I was a 3rd year medical student in Brooklyn, New York. As an Indian immigrant with physician parents, I had experienced various aspects of healthcare from numerous perspectives. However, growing up in rural Pennsylvania, my parents’ patient population was much different than my clerkship experiences in Brooklyn. The racial, cultural and linguistic diversity was welcoming. Even though I was able to speak 3 languages, I didn’t have the opportunity to use them until I was in my OB rotation. Even 22 years later, I still remember the situation so vividly: the clinic, the staff rushing around, me standing there in my short white coat—but most importantly, the patient, a woman in a hijab, the traditional Muslim head covering, standing with her husband.
This woman, an immigrant from Bangladesh, who had recently arrived in this country, entered our OB safety-net clinic for her prenatal care. The husband conversed with the nurse in his broken English and began to raise his voice. The look of frustration on the patient’s and her husband’s face told me that something just wasn’t right. I gingerly approached the couple, the woman welcoming my presence since she realized that I looked similar to her/them.
Although we didn’t speak the same language, between his English and my Hindi coupled with the cultural nuances, the situation became clearer. This woman, an older woman here in the US to have her baby, was Muslim, as evidenced by her hijab. In Islam, maintaining modesty is an overarching Islamic ethic. For observant Muslim women, covering up the body is important when they are in the company of males whom they are not related by blood or marriage. On this particular day, there were only male OB residents who were seeing patients. When the husband tried to explain their concerns and religious restrictions, they were basically given an ultimatum: see the male resident or leave the clinic. Unfortunately, she was given the dreaded label of The Difficult Patient because of her request.
I tried to explain the situation to the nurses and residents—but to no avail. In her Bengali tongue, which overlapped with my cursory Hindi, she asked me: ‘Can you deliver my baby?’ I explained to her that I was a doctor-in-training, and while I was unable to do so, I would try to help them.
As I made my way through different staff, nurses and doctors, finally, my concerns were taken seriously. I found that there was a midwife service affiliated with the OB program. I sat down with the couple explaining how the midwives (all women) would now takeover her OB care. To say they were grateful would be an understatement. The woman’s eyes welled up with tears and she cupped her hands in mine just saying ‘Thank you.’ I still remember feeling satisfied and happy that we had found a resolution so that her obstetric care would not be compromised while respecting her religious beliefs. But I was also concerned, wondering if everything would work out for the couple and their baby.
Fast-forward 2-3 weeks later: I was now on the OB in-service unit. Back then, there were no duty-hour restrictions, not even for medical students. Call nights usually were 24-30 hours long. But I didn’t mind. I loved being in the hospital, helping mothers through one of the toughest but most exciting times of their lives.

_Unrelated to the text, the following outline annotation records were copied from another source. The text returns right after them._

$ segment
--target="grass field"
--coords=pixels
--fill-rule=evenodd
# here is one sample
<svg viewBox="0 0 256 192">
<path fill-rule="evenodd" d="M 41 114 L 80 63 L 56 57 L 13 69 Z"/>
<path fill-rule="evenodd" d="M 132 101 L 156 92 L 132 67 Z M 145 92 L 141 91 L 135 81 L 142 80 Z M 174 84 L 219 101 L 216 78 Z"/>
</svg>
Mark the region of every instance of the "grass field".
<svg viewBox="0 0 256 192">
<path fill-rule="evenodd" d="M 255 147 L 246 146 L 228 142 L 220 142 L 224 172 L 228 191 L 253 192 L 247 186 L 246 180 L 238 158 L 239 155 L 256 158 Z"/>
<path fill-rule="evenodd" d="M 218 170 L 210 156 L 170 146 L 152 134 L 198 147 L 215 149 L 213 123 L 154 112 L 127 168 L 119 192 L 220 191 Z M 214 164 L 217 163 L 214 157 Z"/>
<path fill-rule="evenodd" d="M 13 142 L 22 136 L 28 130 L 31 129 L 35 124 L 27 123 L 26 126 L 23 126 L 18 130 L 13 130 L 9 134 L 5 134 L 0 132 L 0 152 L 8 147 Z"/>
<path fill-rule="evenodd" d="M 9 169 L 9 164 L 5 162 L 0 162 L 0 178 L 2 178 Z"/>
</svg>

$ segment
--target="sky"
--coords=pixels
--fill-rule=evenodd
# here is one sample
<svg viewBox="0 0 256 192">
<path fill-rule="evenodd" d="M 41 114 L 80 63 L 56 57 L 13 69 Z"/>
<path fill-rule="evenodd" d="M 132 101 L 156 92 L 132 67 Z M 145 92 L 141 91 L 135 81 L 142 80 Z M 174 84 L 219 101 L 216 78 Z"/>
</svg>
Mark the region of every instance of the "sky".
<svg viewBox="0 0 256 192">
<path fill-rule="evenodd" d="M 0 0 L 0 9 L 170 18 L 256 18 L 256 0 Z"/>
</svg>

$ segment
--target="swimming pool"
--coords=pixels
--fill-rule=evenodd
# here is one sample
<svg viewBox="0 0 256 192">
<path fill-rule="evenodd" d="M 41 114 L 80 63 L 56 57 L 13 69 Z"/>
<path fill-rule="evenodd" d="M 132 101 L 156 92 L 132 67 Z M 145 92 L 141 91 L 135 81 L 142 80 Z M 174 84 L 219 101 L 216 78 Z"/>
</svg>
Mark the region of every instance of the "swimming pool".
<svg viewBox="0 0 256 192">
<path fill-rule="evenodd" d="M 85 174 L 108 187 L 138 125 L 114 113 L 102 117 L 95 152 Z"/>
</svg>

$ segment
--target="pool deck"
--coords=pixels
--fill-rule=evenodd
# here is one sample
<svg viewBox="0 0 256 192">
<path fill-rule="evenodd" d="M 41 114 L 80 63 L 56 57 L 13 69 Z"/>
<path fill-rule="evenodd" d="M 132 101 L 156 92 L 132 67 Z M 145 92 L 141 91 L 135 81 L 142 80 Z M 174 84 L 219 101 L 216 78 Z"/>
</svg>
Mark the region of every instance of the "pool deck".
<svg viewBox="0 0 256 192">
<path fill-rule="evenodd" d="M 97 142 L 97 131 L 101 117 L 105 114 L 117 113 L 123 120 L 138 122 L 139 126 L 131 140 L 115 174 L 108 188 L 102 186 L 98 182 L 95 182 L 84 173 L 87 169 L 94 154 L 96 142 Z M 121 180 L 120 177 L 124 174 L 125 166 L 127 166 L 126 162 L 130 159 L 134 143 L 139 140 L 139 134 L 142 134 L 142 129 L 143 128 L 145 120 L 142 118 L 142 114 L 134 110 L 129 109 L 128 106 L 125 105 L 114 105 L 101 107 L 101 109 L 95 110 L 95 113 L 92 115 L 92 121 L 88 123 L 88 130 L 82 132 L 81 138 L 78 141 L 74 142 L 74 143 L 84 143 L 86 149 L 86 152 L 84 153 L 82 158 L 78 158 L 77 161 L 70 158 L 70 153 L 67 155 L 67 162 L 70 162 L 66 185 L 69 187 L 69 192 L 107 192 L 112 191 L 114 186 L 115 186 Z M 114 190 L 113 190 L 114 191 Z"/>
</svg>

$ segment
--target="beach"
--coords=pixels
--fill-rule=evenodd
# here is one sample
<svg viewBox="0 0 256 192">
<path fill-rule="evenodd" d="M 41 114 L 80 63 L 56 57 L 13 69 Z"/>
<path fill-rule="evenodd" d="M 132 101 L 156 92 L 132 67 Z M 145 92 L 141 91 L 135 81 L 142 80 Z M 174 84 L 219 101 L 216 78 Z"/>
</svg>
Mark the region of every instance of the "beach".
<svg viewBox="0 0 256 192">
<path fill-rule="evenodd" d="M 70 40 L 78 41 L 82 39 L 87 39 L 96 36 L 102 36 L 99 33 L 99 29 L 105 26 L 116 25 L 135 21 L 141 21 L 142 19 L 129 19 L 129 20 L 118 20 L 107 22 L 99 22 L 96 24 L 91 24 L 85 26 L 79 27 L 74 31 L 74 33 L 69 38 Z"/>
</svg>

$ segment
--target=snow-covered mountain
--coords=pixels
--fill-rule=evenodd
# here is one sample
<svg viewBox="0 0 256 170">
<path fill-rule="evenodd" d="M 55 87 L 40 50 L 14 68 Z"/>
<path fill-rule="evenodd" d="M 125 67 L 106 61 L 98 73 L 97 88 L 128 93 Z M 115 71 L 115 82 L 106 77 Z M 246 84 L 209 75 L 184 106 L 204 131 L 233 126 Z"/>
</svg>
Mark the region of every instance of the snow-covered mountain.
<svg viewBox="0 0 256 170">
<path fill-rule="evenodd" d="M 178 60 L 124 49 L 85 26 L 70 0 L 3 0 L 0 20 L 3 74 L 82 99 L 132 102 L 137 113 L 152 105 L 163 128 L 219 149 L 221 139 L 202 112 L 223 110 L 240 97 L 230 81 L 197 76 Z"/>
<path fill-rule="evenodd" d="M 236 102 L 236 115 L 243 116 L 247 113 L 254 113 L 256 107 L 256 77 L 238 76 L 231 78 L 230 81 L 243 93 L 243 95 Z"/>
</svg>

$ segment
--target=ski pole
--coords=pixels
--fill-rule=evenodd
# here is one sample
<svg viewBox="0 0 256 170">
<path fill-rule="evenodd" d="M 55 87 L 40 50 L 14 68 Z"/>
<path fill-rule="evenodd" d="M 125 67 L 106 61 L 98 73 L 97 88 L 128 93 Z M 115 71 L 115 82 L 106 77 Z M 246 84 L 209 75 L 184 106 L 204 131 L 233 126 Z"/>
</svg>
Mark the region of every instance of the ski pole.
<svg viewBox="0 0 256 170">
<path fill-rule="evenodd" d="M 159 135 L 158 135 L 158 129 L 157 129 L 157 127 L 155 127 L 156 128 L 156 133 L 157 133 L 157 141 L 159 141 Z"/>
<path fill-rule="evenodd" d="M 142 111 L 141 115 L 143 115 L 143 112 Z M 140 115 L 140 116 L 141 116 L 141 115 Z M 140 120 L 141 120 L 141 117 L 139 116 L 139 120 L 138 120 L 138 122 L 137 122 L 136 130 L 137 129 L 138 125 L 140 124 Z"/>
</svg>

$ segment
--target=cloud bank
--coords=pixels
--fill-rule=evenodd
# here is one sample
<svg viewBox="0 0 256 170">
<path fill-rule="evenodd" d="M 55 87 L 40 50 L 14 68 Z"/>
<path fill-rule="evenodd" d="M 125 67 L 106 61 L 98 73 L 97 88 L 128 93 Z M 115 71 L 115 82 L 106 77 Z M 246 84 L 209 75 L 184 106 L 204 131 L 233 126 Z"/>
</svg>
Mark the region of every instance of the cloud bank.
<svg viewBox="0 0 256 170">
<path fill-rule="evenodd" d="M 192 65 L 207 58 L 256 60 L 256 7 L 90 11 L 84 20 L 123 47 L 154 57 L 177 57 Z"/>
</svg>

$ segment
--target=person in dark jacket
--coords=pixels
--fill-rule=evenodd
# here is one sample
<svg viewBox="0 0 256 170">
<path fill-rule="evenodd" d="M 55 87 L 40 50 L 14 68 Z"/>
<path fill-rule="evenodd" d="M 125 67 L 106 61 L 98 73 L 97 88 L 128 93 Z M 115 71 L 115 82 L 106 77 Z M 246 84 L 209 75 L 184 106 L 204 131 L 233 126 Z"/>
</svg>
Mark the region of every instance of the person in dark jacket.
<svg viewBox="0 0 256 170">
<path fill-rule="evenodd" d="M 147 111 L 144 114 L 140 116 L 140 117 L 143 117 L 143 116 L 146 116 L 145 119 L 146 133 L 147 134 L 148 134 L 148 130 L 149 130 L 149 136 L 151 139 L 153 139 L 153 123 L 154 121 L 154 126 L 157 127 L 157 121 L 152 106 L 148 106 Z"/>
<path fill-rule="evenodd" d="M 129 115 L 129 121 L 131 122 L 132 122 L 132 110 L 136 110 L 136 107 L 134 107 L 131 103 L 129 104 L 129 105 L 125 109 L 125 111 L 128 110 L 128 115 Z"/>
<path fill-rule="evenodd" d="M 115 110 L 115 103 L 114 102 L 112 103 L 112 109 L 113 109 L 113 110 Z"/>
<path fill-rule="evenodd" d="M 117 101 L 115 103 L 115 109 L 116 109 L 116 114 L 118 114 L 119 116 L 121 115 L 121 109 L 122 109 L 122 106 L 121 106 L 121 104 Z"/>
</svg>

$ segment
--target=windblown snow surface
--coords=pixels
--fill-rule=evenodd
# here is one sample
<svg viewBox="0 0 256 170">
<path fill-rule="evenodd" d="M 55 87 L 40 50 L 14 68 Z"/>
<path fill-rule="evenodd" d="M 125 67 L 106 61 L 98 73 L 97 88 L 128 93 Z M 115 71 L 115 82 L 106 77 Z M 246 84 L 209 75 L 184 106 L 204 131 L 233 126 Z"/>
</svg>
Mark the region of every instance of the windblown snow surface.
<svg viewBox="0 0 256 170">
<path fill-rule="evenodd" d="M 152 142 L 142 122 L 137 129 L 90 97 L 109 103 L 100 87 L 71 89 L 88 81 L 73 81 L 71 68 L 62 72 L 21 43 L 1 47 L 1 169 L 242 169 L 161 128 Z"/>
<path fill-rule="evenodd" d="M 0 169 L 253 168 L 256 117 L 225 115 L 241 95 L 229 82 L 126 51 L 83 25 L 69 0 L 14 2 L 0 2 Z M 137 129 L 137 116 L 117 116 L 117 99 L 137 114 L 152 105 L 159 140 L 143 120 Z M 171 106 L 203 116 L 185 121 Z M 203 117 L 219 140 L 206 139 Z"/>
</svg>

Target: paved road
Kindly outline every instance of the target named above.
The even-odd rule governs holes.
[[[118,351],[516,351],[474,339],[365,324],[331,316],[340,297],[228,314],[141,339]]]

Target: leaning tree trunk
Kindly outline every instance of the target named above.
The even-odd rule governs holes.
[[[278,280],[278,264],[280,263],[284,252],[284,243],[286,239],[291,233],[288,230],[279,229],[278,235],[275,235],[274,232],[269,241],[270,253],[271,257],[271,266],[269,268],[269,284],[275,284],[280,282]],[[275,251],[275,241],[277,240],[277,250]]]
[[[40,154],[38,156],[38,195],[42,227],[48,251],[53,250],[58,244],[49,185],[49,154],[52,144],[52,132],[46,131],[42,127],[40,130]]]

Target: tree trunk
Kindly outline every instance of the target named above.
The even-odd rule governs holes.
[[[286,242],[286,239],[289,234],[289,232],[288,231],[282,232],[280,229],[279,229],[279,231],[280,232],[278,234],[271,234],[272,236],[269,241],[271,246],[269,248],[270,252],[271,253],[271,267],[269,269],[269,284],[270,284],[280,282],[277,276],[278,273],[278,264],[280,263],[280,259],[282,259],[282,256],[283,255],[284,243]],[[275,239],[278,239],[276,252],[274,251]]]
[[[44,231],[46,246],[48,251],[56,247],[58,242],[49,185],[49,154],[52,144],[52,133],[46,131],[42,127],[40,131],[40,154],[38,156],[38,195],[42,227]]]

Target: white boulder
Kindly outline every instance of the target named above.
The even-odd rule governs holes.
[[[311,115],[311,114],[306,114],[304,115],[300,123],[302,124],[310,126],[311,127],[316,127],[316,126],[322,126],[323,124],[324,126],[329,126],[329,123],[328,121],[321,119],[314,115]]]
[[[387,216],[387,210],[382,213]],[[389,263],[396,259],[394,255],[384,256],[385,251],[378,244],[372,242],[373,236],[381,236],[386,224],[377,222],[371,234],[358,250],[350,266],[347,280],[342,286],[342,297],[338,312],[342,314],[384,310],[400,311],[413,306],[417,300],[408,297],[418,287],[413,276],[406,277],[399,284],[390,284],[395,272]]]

I truly enjoyed caring for the mother, the long hours of timing contractions, checking cervical dilatation, monitoring blood pressures, while making her comfortable during the laboring process. Of course, the nurse and obstetrician were in charge, but the benefit of training in a big city was the fact that medical students received so much actual hands-on experience; things I had never learned in thousands of pages of text.
One evening, a laboring woman was getting admitted. I looked at the name and recognized it being the Muslim woman I had met in the clinic. As I ran over to her room both she and her husband recognized me immediately—and smiled.
I guess I can imagine what it must have been like to be in a foreign country, the customs, culture, language and then see someone, a ‘doctor’ who looks like you, understands your culture and can (almost) converse in your language.
I introduced myself to the midwife and quickly explained how I knew the patient. The midwife allowed me to stay, allowing me to help the patient deliver a healthy, beautiful term baby.
To this day, this story sticks with me. I think while the mother and father thanked me, I really must thank them for what they taught me. During the preclinical years in medical school, people always tell you that the real learning begins during clinical rotations. While we learn the pathophysiology of disease, memorize enzymes and dissect cadavers to learn the orientation between bone and muscle, the true art of medicine lies in patient interaction.
Now as an academic pediatrician, I teach medical students and residents the importance of cultural beliefs as it relates to healthcare. I use what I have learned from my patients to try to educate the health team, including nurses, social workers, and therapists, how culture, religion and language can and will affect the care of the patient.
As the world becomes more diverse and we interact with patients from many different cultures, the awareness of these ideas will become increasingly important. While we cannot be expected to know every aspect of every cultural group we care for, it is part of our medical exam to ASK. None of my patients/parents have become offended when asking them about their culture, in fact, most are relieved when they perceive that their cultural beliefs are being addressed within the clinical setting.
This patient also showed me how quick we are to label certain patients as difficult based on our own inherent biases. The rapidity with which to label patients, while we may think it does no harm, actually may compromise the care of the patient. As physicians, we increasingly face more demands on our time, it can be easy to forget to take the time to listen to our patient, allowing them to tell us their story.